Mereka tetap menjalankan tugas kenegaraan, melindungi segenap tumpah darah bangsanya. Berikhtiar. Hanya demi satu hal, yaitu menyelamatkan masa depan kehidupan umat manusia.
Apakah ini sebentuk malapetaka bagi dunia yang semakin berkembang canggih? Inikah dampak antitesis terhadap modernitas? Sungguh tidak adil memberi justifikasi apapun ditengah keadaan yang masih semerawut ini. Memang ada benarnya, kita sedang mengalami masa yang sulit bahkan kritis.
Perekonomian di beberapa negara terancam. Sekaligus atas kejadian ini, orang paling bersahabat dengan masker, peralatan medis, dan resep dokter. Di satu pihak, komunikasi dan aktivitas sesama kita terbatas.

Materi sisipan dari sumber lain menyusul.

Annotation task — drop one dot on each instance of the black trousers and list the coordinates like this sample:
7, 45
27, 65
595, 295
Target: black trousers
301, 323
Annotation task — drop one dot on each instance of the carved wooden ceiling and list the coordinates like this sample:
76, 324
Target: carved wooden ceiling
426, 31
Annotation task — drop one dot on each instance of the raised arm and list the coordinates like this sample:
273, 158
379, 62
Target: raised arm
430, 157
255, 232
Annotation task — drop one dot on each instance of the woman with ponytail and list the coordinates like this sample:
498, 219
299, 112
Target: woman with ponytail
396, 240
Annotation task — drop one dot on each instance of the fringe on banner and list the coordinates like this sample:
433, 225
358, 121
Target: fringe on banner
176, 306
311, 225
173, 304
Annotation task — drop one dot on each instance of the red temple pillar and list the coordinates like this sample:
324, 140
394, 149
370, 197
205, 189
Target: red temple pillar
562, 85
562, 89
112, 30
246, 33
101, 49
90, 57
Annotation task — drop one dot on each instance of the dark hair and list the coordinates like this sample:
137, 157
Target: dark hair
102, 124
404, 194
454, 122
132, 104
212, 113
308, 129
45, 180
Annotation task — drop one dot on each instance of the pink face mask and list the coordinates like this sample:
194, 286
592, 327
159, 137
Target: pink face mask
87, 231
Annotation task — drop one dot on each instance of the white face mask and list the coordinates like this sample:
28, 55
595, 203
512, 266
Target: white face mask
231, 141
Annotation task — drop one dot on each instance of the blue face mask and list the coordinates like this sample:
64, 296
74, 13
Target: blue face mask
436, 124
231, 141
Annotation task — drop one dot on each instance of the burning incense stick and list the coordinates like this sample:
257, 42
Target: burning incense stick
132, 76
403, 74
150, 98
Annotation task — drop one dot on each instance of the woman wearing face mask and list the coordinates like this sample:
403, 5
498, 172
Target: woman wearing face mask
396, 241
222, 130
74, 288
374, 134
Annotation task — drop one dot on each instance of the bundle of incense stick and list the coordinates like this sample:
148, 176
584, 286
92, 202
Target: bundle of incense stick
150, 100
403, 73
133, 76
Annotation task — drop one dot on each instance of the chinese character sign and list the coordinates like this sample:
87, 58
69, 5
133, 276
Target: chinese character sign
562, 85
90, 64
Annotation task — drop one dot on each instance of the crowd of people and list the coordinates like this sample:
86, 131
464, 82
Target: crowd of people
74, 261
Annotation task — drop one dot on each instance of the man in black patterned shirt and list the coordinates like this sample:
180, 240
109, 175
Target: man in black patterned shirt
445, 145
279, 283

Hanya demi kebaikan bersama.
Andai Filsuf Nietszche masih hidup, mungkin Ia tidak akan segan untuk kembali mengatakan, “Tiada lagi pegangan, Tuhan telah mati” sekaligus Francis Fukuyama perlu memikirkan kembali tulisannya tentang “Kemenangan Kapitalisme dan Demokrasi Liberal” beberapa dekade silam.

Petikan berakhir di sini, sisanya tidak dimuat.